Angel looked indifferently at the torn little arm where the blood had scarcely dried. "Lambie scatched it," she explained to Frances. "He catched a rabbit, a live one. It was pretty, and I wanted it; so we fighted for it. I got it." She caught the cat up and held it as if it were a baby, looking triumphantly down into its blinking, evil eyes.
"Isn't she awful?" mourned Lutie. "Do put the beast out, Angel."
The child walked to the door, opened it, and threw Lambie out unceremoniously.
"Won't you shake hands with me?" asked Frances, rising to go and extending her hand.

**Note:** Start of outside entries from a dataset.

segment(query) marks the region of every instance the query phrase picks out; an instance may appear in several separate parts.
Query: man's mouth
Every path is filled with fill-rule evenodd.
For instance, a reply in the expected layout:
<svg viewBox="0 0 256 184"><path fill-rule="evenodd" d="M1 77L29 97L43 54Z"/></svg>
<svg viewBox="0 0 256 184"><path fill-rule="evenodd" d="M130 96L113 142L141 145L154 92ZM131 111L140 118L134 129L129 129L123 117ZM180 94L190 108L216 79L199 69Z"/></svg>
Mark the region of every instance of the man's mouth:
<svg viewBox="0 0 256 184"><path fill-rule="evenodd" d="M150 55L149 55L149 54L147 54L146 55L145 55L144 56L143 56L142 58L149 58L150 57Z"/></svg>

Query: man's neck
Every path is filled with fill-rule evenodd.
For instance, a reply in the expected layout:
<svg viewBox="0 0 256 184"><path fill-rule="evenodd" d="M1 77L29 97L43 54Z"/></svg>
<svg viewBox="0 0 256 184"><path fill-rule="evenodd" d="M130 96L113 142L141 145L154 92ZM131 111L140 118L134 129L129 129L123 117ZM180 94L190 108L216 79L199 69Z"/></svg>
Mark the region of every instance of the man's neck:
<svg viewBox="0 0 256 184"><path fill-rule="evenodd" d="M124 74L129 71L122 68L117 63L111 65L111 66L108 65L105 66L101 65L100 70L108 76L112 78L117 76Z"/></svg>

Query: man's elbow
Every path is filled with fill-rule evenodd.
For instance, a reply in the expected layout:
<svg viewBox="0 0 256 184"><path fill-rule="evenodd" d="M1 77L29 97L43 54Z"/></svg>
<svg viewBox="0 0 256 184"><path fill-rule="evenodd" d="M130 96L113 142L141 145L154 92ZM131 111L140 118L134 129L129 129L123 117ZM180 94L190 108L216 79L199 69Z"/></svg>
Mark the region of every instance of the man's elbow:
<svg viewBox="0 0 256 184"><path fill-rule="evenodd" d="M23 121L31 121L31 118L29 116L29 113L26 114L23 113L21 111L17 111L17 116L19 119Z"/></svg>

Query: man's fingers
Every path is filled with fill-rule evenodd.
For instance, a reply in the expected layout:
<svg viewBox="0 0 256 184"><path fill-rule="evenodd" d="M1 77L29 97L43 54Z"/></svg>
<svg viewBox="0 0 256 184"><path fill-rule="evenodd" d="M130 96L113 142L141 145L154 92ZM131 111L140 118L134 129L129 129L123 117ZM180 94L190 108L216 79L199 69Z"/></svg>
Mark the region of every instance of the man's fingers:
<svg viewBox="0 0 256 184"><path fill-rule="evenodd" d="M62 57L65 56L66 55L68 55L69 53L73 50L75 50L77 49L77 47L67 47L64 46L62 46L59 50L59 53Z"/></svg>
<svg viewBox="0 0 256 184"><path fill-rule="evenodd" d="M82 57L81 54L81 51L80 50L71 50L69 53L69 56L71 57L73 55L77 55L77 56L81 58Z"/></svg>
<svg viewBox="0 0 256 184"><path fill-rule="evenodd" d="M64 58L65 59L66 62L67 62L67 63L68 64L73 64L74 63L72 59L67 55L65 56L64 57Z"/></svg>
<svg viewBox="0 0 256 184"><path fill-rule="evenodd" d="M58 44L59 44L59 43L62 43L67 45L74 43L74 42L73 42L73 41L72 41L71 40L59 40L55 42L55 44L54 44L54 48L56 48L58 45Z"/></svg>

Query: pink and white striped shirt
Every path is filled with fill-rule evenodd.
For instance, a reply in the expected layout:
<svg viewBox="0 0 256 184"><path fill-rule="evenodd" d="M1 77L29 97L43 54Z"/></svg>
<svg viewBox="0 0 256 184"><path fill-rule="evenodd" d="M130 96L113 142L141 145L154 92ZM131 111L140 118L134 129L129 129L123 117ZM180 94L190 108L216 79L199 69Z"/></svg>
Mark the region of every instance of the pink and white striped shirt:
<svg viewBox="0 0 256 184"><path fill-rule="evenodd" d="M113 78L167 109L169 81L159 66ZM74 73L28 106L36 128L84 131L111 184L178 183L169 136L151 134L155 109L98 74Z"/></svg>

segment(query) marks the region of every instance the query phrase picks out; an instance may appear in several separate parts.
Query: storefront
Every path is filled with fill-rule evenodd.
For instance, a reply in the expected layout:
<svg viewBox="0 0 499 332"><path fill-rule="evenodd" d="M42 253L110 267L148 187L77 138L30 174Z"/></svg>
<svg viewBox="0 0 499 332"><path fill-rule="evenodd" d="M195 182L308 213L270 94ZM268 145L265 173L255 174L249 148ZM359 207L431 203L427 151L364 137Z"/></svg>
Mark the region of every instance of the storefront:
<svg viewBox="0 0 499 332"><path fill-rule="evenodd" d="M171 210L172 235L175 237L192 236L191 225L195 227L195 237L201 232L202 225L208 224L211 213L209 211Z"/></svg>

But Angel made no response.
"She won't touch anybody," said her mother. "She'll hug her animals all day, but she won't even kiss Walt or me, and Walt would be awful fond of her if she'd let him. She ain't his, you know. My second husband was her father. Sometimes I kiss her when she's asleep; that's the only chance I get, and then you should see her toss and frown."
Frances looked down at the beautiful, unsmiling little face.
"What did you do with the rabbit Lambie caught?" she asked curiously.
"I let him go," said Angel laconically. "I get him again if I wants him."
"She will, too," affirmed Lutie. "Oh, she's awful queer. Say, Miss Benson, won't you come and see me again? I get so darned lonesome I don't know what to do. Ethel comes sometimes, and Mis' Nitschkan drops in every once in a while. I like that old pirate. She makes me laugh; and Landvetter, she brings her knitting once in so often; but Mis' Evans, never! Not she. She's awful proud, you know, and I don't sport no gay, gold wedding ring; but you'll come, won't you?"
Her voice had grown so weak that it was almost inaudible; the colour had risen on her cheeks, and she pressed her hand to her chest as if the mere effort to breathe distressed her.
"Yes," said Frances, filled with compassion; "yes, I'll come whenever you want me. Good-night."